A second epidemiologic study released from Li et al. (10.1542/peds.2015-2206) focuses on the association between maternal pre-pregnancy obesity, pre-gestational and gestational maternal diabetes or both disorders and ASD. This study involved more than 2700 children in a longitudinal Boston birth cohort followed over a 16 year time period. Interestingly enough, increased risk of ASD was seen if a mother was either obese or diabetic and in combination as well—whether the diabetes was pre-gestational or gestational. The authors also looked for other developmental disorders and again explain their findings and why the associations are occurring in their discussion of this thought-provoking study.
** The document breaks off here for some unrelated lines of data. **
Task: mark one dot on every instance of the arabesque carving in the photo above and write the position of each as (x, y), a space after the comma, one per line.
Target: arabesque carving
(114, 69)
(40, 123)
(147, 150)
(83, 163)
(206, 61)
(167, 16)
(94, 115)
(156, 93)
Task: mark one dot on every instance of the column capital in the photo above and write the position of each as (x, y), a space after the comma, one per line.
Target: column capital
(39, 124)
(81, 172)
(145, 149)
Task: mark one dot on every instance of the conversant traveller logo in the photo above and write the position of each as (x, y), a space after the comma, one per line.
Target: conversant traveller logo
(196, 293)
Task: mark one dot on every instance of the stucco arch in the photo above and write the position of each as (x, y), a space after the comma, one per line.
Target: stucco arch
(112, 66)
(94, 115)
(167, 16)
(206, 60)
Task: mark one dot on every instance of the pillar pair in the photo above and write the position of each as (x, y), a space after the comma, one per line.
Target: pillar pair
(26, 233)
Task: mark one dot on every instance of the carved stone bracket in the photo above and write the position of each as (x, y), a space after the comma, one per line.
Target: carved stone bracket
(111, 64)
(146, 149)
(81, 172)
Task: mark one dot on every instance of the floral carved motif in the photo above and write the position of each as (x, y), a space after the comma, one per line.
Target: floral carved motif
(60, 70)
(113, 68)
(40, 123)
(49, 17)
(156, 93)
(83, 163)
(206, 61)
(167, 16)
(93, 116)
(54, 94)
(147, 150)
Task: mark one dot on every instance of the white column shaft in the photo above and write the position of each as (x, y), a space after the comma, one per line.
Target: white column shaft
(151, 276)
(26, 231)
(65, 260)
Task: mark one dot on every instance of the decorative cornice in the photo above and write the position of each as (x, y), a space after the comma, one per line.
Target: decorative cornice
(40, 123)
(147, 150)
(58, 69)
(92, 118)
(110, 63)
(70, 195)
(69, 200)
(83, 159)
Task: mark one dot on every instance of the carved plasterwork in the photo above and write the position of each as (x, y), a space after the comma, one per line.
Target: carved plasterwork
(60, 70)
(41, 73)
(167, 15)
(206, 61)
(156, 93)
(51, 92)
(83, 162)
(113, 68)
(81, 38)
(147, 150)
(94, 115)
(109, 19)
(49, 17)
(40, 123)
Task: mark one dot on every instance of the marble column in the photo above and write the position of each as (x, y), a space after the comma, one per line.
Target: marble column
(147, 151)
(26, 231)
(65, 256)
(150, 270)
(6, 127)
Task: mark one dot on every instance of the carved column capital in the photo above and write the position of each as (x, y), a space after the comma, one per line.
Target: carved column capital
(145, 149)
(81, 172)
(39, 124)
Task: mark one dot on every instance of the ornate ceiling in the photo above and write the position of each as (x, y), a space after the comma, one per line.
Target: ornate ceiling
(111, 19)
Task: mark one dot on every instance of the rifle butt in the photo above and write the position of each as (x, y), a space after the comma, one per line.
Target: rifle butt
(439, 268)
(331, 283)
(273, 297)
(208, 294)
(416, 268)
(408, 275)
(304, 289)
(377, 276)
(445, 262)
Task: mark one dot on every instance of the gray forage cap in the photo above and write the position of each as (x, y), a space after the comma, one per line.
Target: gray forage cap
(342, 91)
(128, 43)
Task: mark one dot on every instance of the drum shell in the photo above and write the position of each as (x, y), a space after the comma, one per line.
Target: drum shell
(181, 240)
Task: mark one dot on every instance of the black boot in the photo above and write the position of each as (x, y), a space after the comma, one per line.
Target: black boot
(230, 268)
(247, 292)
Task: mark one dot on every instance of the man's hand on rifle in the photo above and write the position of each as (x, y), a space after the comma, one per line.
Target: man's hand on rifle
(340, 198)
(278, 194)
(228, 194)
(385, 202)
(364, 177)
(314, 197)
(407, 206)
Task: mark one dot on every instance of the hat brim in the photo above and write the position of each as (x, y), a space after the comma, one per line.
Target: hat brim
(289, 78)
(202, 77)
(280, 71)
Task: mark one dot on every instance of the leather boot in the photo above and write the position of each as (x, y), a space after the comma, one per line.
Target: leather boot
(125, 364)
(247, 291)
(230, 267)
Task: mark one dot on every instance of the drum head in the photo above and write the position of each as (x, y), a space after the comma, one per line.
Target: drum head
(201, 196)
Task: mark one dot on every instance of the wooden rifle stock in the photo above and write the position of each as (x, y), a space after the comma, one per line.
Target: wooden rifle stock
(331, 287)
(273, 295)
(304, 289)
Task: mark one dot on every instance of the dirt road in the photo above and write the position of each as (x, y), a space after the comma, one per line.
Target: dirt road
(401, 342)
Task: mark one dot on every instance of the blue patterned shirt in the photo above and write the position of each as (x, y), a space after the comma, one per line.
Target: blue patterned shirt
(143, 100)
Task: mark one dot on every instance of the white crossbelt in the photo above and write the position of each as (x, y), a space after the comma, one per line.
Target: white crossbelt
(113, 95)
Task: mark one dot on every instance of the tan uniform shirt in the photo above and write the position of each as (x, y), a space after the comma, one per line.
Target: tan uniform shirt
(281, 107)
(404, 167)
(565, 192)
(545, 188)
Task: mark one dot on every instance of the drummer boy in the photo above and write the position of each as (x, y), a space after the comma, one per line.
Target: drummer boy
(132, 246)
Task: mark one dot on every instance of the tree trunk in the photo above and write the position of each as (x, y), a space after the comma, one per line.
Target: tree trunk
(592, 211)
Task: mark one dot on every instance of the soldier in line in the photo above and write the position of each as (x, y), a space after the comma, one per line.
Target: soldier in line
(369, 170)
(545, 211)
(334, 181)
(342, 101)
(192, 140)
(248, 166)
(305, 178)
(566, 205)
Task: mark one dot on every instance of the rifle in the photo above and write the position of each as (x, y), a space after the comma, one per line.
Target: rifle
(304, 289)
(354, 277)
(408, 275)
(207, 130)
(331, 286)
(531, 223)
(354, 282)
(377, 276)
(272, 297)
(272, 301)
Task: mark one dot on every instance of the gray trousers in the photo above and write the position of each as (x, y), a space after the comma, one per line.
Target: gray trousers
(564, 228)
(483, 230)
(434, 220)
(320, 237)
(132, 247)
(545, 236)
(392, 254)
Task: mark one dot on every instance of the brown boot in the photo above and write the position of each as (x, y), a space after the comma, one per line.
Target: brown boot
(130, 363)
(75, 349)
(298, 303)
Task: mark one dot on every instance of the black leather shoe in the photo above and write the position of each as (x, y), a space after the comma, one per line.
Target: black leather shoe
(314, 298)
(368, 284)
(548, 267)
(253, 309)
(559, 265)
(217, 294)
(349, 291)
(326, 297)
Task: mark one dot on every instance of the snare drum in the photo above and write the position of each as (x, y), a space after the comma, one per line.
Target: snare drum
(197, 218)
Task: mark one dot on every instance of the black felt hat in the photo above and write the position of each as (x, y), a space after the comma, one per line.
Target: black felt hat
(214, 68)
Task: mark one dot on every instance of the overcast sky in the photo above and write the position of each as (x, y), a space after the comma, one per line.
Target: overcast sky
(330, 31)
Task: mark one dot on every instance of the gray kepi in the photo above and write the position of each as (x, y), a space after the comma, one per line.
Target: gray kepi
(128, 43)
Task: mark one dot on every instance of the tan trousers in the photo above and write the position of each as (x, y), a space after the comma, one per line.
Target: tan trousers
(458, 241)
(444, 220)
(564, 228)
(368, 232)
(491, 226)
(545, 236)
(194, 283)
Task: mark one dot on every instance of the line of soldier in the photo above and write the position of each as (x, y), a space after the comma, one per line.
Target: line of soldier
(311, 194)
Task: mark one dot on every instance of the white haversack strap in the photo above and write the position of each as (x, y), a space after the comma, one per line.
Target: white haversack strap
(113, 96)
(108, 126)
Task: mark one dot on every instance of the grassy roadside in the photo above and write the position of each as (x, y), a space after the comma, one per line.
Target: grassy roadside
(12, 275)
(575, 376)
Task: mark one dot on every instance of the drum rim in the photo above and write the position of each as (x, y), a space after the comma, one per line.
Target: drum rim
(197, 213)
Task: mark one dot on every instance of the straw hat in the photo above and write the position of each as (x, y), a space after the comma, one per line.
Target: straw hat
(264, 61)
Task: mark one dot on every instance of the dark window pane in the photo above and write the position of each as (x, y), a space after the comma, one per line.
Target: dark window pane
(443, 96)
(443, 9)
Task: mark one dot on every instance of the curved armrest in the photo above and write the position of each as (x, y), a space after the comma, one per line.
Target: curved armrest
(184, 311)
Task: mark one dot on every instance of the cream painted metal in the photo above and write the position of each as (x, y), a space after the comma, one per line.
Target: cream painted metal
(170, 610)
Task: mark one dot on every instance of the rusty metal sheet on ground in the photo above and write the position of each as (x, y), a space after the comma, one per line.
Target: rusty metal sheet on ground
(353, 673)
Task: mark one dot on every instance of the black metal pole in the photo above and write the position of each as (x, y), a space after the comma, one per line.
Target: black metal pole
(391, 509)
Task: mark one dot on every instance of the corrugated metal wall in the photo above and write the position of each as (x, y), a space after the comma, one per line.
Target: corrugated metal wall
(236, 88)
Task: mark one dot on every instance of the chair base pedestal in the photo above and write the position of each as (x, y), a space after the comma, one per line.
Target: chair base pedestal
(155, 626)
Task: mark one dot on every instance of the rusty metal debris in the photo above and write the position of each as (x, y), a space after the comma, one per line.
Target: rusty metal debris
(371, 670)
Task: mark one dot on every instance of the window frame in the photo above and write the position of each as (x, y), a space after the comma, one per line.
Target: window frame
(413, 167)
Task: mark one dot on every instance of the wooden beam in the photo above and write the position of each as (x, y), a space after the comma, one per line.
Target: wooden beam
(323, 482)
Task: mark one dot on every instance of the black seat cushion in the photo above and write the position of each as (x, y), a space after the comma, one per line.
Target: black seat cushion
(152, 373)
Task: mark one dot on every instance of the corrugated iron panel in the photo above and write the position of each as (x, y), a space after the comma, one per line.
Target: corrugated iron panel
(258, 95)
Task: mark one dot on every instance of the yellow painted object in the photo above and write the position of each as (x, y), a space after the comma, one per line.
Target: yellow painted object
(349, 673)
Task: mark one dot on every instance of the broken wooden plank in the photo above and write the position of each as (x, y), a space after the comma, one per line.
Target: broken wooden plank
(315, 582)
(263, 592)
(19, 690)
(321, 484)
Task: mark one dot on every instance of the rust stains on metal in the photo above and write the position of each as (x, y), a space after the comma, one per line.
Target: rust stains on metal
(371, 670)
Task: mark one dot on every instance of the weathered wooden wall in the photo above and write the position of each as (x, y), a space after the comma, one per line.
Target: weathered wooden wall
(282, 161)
Finally a third study by Pritchard et al. (10.1542/peds.2015-1949) is included this week looking at the prevalence of ASD in toddlers born very preterm. Two birth cohorts of toddlers born before 29 weeks gestation were assessed in toddlerhood using valid and reliable screening interviews of parents and subsequent assessments of their young children who screened positive. In this case, while the number of children screening positive had a lower incidence of true ASD upon developmental assessment, other developmental delays were identified in this very preterm population.
So what do studies like this mean when we are helping families work through screening and identification of ASD or other developmental disorders in their children? Developmental specialists Geraldine Dawson and Catherine Rice share their perspective and help us better understand the import of studies like these in an accompanying commentary (REF). If you are following patients with ASD, these three articles and commentary are well worth your attention.